More broadly, there is a need to locate constructions of mental health and illness, and social policy responses, within the context of modernity. Sawyer identifies some relevant areas in her reference to debates about individualisation (e.g., Sennett 1998)12 detraditionalisation (Giddens 1990; 1991)4 and its effects on social support and new forms of self-governance (Rose 1998)11. She raises the interesting question of whether there are 'new forms of psychic and emotional distress culturally and historically specific to late modernity'. Such themes could be usefully applied to topical issues such as the relationship between cannabis use and psychosis.
This pot-pourri of potential areas requiring investigation in no way comprises a systematic review of the field. There are many other important areas worthy of mention including gender, cross-cultural and rural issues, the role of the pharmaceutical industry in treatment and the effects of welfare and industrial relations reforms on the lives of consumers and carers. They are, nonetheless, indicative of the sorts of contribution sociologists can make. Sociology's core business of casting a critical eye on the nexus between culture and the self, between policy and practice, between organisational arrangements and individual biographies is essential for the field. Its freedom from rigid frameworks and its ability to combine the insights of other disciplines, especially philosophy, give it a capacity to move beyond the confines of disciplinary boundaries which is especially valuable to the area of mental health.
This volume demonstrates the excellent work that sociologists can do in contributing to public debate and keeping the issue of mental health and illness on the political agenda.

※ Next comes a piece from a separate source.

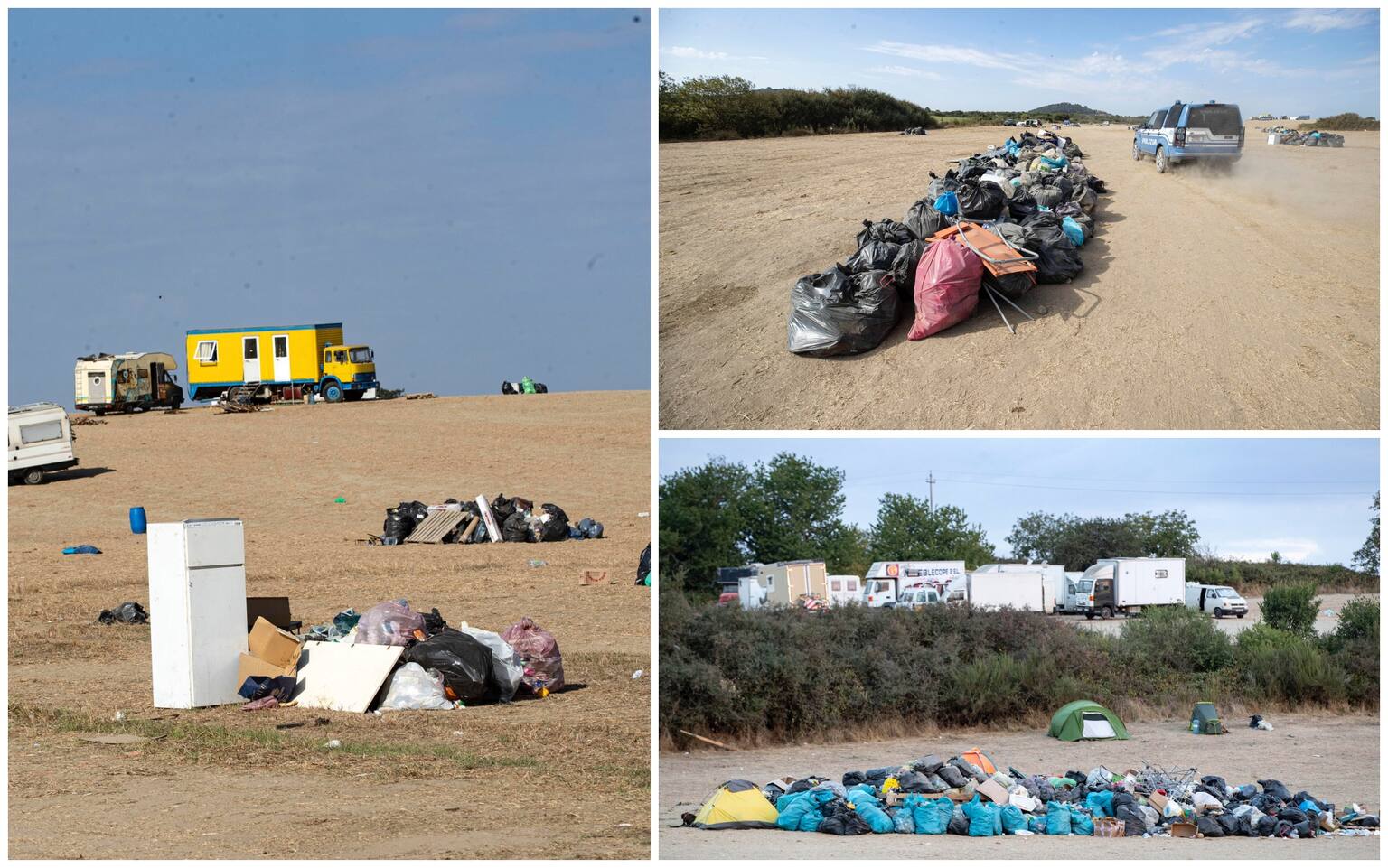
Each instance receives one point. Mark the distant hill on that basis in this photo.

One encouraging step is the formation of a TASA (the Australian Sociological Association) thematic group in the area of the sociology of mental health. A collection of sociologists working in the field, including many of the contributors to this volume, has recently been formed. Convened by Katy Richmond and Pauline Savy, the group will hold its inaugural meeting in Melbourne in February 2006. All readers of Health Sociology Review are welcome to attend this meeting.
Acknowledgements
I would like to acknowledge and thank Robert Bland, Pauline Savy and Karen Willis for their helpful advice in relation to this paper.